Khaisman, who is known for his packing tape drawings of noir film stills, is pushing what was in danger of being pure gimmick into something juicier in his exhibit, There’s a Frame Missing.
Riffing on the movie frame, he has created serial drawings of nearly consecutive stills. I was surprised that even though I was looking at more information than a single still gives, the work became even more ambiguous. Oh, the action is clear enough. It is the moral ambiguity that increases as time slows to a halt.
In addition to the packing tape drawings, Khaisman also has included a video installation which plays an edited clip from the source of the stills–Sam Fuller‘s noir film, Pickup on South Street–which involves crime, espionage, and a missing bit of microfilm.
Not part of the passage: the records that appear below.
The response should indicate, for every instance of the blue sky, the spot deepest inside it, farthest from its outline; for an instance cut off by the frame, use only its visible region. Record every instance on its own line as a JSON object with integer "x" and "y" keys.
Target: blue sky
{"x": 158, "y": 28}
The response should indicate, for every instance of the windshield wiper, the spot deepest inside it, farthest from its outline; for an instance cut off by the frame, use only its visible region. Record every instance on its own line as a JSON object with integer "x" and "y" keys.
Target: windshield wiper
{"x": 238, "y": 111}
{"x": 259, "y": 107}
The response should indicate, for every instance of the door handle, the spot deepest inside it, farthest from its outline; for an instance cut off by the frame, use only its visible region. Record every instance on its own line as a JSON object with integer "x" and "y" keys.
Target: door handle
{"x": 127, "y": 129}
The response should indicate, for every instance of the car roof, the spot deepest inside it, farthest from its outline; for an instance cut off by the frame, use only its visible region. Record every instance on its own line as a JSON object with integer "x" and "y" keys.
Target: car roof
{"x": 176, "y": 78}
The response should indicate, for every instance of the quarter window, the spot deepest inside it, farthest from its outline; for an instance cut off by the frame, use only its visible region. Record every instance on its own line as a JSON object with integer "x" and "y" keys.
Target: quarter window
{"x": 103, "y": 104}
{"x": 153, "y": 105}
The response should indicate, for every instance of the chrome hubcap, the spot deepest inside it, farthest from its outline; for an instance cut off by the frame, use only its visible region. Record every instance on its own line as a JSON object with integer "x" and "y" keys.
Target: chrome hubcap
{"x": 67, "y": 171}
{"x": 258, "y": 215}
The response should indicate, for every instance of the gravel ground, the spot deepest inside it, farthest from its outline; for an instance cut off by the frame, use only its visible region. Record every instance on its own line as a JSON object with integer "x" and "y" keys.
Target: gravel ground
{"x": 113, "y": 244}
The video clip from Fuller’s noir Pickup on South Street
Into the video clip, Khaisman inserts his packing tape drawings, so suddenly the black and white action pauses and slows for the sepia-tone stills. The sudden dose of layered unreality and the time shift are funny and startling and provocative. Somehow they undermine the suspension of disbelief that sustains a movie. The packing tape pictures, isolated on the wall in their lightbox frame, seem believable and realistic. Once they are inserted in that alien film environment, they become most strange and wonderful, raising issues about what is real, what is realistic, and what is believable.
With the insertion into the video, there’s a sense of loss–lost time and lost narrative tension. I wondered if Khaisman is also playing with his own lost past as a Russian native, exploring Cold War politics expressed by this 1953 film, in which good guys and bad guys are not all that easy to tell apart. But putting the images into sepia, is he saying it’s the past, or is he saying it’s just another viewpoint?
Kara Crombie jettisons narrative in her video installation Portraits 1. She has taken “moving portraits”–videos of people standing or sitting and fidgeting (I’m thinking Andy Warhol thoughts here) and placed them in digitally created faux landscapes and interiors, that she compares to paintings. The landscapes are beautiful, and the interiors have the quotidian ordinariness of young people’s apartments and real lives. The hyped up color of the landscapes remind me of old Technicolor movies, but the people look real enough–almost.
Some clips from Crombie’s video installation
The portraits are on three different screens, so if you don’t like one, you can turn around and look at another.
Crombie relies wholly on the disjunction between the person (reality) and the setting (manufactured) to shake things up. I found myself engrossed in some portraits, bored during others. The one that worked best for me was of Crombie’s fellow Vox Popper Andrew Suggs (I think it was Andrew), sitting in a “kitchen,” looking rather antsy. His antsiness was enough to create a compelling narrative for me.
In the case of CGI in movies, the disjuncture might as well not be there because it is overtaken by the narrative. The disjuncture between reality and unreality, to work as art, needs to be evident enough yet ambiguous enough and wide-ranging enough to create a narrative in the viewer’s head. Crombie sometimes gets so realistic technically, that she loses the ambiguity in those videos– a cost of technical success.
Hope Rovelto, installation shot at Fleisher
Rovelto casts ghostly white chairs out of porcelain. Some of them are broken down and bent, others in whole condition. They are symbols of people, a traditional metaphor, and also of people missing–another traditional, metaphorical use of chairs. And they are memories, an idea emphasized by the scratched-into-looking silkscreens of blurry snapshots on the wall. It is the memory part of this installation that works the best.
I was interested to read in the gallery notes that Rovelto mass produces these chairs. That seems interesting–and surprising. The idea of mass production seems like fertile ground worth exploring further.